Publicado no Correio Braziliense em 18 de setembro 2011.

Fotos: Blog www.cavaleiroserjao.blogspot.com

Ato 1
Conheci o Sérgio Oliva, servidor público concursado, que sofreu paralisia cerebral, que tem sequelas, mas que preferiu ser estrela à coadjuvante: reuniu sua determinação, muniu-se de outros dois irmãos gêmeos, e partiu em busca de realizações: foi para Pequim, viveu o sonho olímpico, foi campeão Pan-americano e Mundial na modalidade adestramento equestre. Um exemplo de vida, de garra no esporte adaptado. Um espelho onde milhares de crianças podem enxergar suas próprias capacidades, onde famílias podem buscar a inspiração.
Ao perguntar sobre sua maior emoção na carreira esportiva, ouvi do Serjão que foi subir ao lugar mais alto do pódio, ser coroado Campeão Mundial, e ouvir o hino do Brasil. Mesmo acostumado a compartilhar bem de perto outras conquistas, foi impossível para mim conter a emoção.


Ato 2
Pagando do bolso as próprias despesas, com a incansável ajuda dos irmãos, da família e de vários amigos, o Sr. Sérgio Oliva, do Brasil, utiliza um cavalo alugado, já em tempo de aposentadoria. Firme companheiro, mas que já cumpriu sua missão.
E agora? Essa é a pergunta.

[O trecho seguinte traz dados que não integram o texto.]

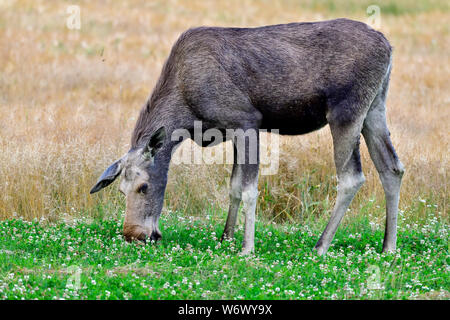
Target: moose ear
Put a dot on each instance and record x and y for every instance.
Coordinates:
(155, 142)
(108, 176)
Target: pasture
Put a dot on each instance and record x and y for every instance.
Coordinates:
(69, 99)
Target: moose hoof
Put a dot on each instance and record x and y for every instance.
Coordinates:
(133, 233)
(226, 237)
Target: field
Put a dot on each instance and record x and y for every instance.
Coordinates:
(89, 260)
(69, 99)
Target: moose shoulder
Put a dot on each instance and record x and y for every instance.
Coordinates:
(294, 77)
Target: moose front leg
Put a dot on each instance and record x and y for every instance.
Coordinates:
(249, 197)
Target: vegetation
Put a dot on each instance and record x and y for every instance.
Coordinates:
(68, 103)
(89, 260)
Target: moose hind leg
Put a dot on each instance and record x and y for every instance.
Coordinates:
(389, 167)
(350, 177)
(235, 199)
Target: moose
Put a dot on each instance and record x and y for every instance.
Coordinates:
(295, 78)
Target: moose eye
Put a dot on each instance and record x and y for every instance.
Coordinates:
(143, 188)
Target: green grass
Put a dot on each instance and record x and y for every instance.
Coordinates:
(39, 260)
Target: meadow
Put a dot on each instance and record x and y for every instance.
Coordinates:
(69, 99)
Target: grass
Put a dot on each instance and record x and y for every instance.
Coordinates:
(88, 259)
(69, 101)
(68, 104)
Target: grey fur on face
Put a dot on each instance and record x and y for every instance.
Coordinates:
(294, 77)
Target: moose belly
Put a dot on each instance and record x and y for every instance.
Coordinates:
(294, 118)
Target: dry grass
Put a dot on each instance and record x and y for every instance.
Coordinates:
(69, 100)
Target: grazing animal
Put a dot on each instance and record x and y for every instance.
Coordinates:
(294, 77)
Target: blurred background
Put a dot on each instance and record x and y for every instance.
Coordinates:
(69, 99)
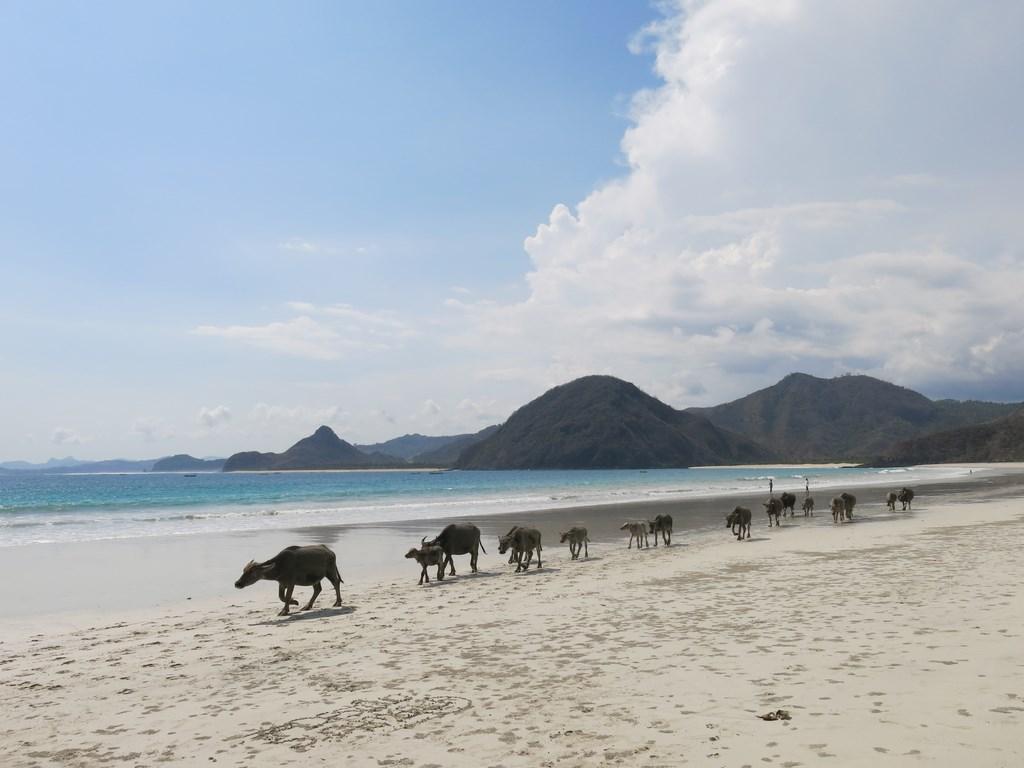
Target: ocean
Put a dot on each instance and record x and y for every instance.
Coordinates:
(38, 508)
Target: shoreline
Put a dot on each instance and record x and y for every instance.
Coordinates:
(197, 567)
(891, 640)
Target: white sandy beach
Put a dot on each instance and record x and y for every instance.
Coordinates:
(893, 640)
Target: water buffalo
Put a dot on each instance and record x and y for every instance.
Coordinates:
(637, 530)
(296, 566)
(523, 541)
(426, 555)
(905, 496)
(660, 524)
(739, 517)
(512, 550)
(788, 503)
(838, 509)
(577, 537)
(459, 539)
(849, 502)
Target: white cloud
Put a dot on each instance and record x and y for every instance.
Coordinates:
(152, 430)
(211, 418)
(298, 415)
(748, 240)
(320, 333)
(66, 436)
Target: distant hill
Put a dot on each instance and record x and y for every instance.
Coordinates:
(109, 465)
(448, 455)
(68, 461)
(601, 422)
(849, 418)
(185, 463)
(322, 450)
(408, 445)
(999, 440)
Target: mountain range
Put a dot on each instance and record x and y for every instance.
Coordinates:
(999, 440)
(604, 422)
(601, 422)
(804, 419)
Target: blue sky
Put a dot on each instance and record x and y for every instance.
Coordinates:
(168, 165)
(221, 225)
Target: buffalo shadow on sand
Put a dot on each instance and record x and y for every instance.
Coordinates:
(461, 578)
(305, 615)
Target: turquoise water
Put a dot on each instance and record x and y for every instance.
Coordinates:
(43, 508)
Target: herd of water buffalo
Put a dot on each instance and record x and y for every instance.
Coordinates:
(307, 566)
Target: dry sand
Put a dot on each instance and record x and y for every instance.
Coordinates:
(895, 640)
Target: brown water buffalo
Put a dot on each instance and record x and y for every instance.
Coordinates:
(788, 504)
(577, 537)
(849, 502)
(739, 517)
(427, 555)
(296, 566)
(637, 530)
(460, 539)
(523, 541)
(905, 496)
(662, 524)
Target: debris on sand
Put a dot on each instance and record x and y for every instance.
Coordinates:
(777, 715)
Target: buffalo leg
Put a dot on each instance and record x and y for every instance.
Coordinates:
(281, 595)
(316, 590)
(287, 599)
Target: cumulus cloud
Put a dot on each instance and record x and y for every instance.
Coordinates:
(211, 418)
(151, 430)
(320, 333)
(816, 186)
(66, 436)
(298, 415)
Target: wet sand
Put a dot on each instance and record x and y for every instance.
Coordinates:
(891, 640)
(180, 568)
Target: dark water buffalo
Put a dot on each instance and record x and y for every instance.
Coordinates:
(577, 537)
(739, 517)
(637, 530)
(522, 541)
(296, 566)
(849, 502)
(460, 539)
(662, 524)
(788, 503)
(838, 509)
(905, 496)
(512, 551)
(427, 555)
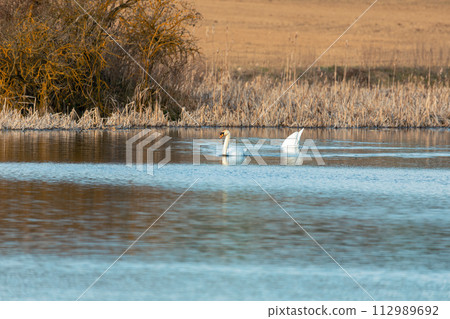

Para entender a gravidade, só estando perto de centenas de atletas amadores que treinam e levam a vida regrada de profissionais, ganhando esmolas, quando não pagando do próprio bolso o custeio dos treinos, da alimentação, da moradia, sacrificando a família direta ou indiretamente, para que um dia o seu país possa comemorar.


Ato 3
Imagino, só e frustrado com tantos exemplos de descaso, como deve ser a formação superior, ou pós-graduação, em marketing esportivo: - Compre um espaço numa camisa de time de futebol. E esqueça o resto.
Pretendemos ser muito, país desenvolvido, colosso da economia no continente, receber uma Olimpíada! Fico pasmo, sigo cético. Não fazemos o dever de casa, e “mais do que nunca na história desse país”, os próximos anos serão de óbvia veneração à bola, em detrimento a todo o resto.
Não cuidamos da base, não permitimos escolha, não incentivamos o esporte amador. A maratona correndo atrás de um selo de um ministério não é certeza nenhuma de êxito na captação de recursos, e o tempo precioso de foco nos treinos é desperdiçada. 
As empresas estão única e exclusivamente focadas no lucro, deixando de lado sua responsabilidade sobre a construção do social, acreditando que o governo, burocrático empilhador de cimento e aço, preencherá o vazio das arenas, nos pódios do Rio 2016, onde singelos verde-amarelos continuaram a fazer verão, espero.
Enquanto isso, faça-me um favor: acesse www.cavaleiroserjao.blogspot.com e descubra como ajudar o Serjão no seu plano obstinado de ouvir o nosso hino em Londres.